I turned around with a jerk, back to my assigned security position, staring away from the grave. My heart was pounding, my face was hot, my mind was numb. I looked out at the land in front of me -a harsh, desolate place at best. About fifty meters away from me was a tall, bare tree, naked for the winter season. Standing there, with its skinny, dark trunk and spindly branches pointing off in all directions, it almost looked dead. But it wasn't dead. It was only sleeping, waiting for the sun . . . waiting to bloom again.

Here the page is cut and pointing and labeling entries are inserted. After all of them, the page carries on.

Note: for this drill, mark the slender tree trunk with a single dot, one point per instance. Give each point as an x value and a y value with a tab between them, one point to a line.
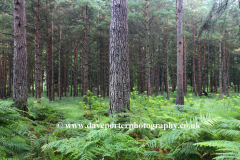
194	50
38	67
53	88
59	58
180	95
147	68
75	93
86	55
10	66
220	69
119	92
4	75
20	55
224	69
199	88
203	66
185	67
167	80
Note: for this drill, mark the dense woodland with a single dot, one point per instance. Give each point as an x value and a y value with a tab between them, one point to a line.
119	61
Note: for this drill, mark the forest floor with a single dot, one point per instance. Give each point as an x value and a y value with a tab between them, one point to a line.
48	133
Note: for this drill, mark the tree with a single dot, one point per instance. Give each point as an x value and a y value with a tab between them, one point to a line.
180	96
20	54
119	87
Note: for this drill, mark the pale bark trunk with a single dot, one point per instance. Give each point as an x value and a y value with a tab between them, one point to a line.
20	54
119	92
180	95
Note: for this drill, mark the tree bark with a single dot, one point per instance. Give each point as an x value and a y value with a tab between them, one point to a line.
199	88
147	68
38	67
194	50
180	96
20	55
119	92
59	59
53	87
86	55
220	69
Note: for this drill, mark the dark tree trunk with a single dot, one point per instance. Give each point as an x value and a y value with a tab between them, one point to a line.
119	92
180	95
20	55
85	89
220	69
199	88
4	75
38	67
53	88
147	68
59	60
166	65
193	69
203	66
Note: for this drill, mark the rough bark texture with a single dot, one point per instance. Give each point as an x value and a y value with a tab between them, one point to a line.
53	87
185	67
20	54
220	69
86	55
166	65
59	59
147	67
38	66
204	69
119	92
180	96
193	69
199	83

The half-rotten baby I'd just seen wasn't only sleeping, though. That baby would never bloom. Ever. Until that moment I hadn't known how truly evil hatred and prejudice makes people.

I continued to stare misty-eyed at the old tree in front of me while behind me the dead were being harvested : one by one . . . men and women . . . boys and girls.


But today was a quiet day. I got back to the bivouac area and found a letter from my parents waiting for me on my cot. My best friend in the unit, Mike Simmons, a private first class like me, was there. His cot is next to mine and he was already laid out on it, reading a letter he had received.

"Who's that from ?" I asked him as I opened the envelope from my mom and dad.

He stopped reading and gazed up at me. "Oh," he said. His eyes looked as tired as mine felt. "It's from a buddy of mine back home in Michigan. We went to high school together. He goes to the university there now and he's kind of turned into a jerk. You know, one of those people who think they fuckin know everything just because they're in college. Never mind the fact that he's never gone further away from home then to Florida to look at girls in wet t-shirts for spring break."

I nodded and told him that I knew the type. He returned his eyes back to the letter.

"At least he writes, though," he finished, and then continued to read. Outside a pair of low-flying fighter jets screamed by.

I read the letter from home. The news was basically the same as always : everyone was fine, my nephews were growing fast, the weather was cold but probably nothing compared to what I was in the middle of, they all missed me, and so on. I could tell my mom had written the letter, but at the bottom, in my father's neat, block handwriting, was a quick little note. "Hang in there, son. We're all very proud," it said. My dad doesn't always say much, but sometimes the things he does say make all the difference in the world. I smiled.

I started to fold the letter back up, when next to me Mike suddenly blurted out, "You gotta be kiddin' me!" He held the letter from his high-school friend in both hands out in front of him, staring at it with an incredulous look on his face. "You gotta be kiddin," he said again.

"What ?" I asked. "What'd he say ?"

Mike stood up and handed me the letter. "Read the last paragraph," he told me, shaking his head. "Fuckin college know-it-all," he grumbled, sitting back on his cot.

I took the letter and skimmed down to the bottom. The handwriting was typical male chicken scratch, but it was readable. I got to the last paragraph.

"Well, I better get going, Mikey Boy," it said. "I got final exams this week and I should study. Man, you're lucky not having to cram with schoolwork like this while you're over there playing soldier. I'll bet you're glad they got you doing that peacekeeping shit instead of putting you in the middle of a real war. Otherwise you might have to see some fucked up shit."

I stopped at that point. I thought about the blood on Corporal Watson's face. I thought about the French kid dying in my arms. I thought about the U.N. guy carrying the bloated corpse of that baby. I thought about how much these people hate, hate, hate each other. The thoughts spun through my brain like a tornado after I read that paragraph, and I felt angry . . . betrayed even.

What the fuck do people think ? I wondered. What do they think this is all about ?

I continued to stare at the letter for a second, then I looked up at Mike and smiled. I mean, what else could I do ?

"Well," I said, my smile growing even bigger. "At least he writes."

We both started laughing then. Uninhibited and raucous, we laughed until there were tears in our eyes. Yeah . . . we laughed and laughed, so loud that for once we couldn't hear the violent sounds of "peacekeeping" outside.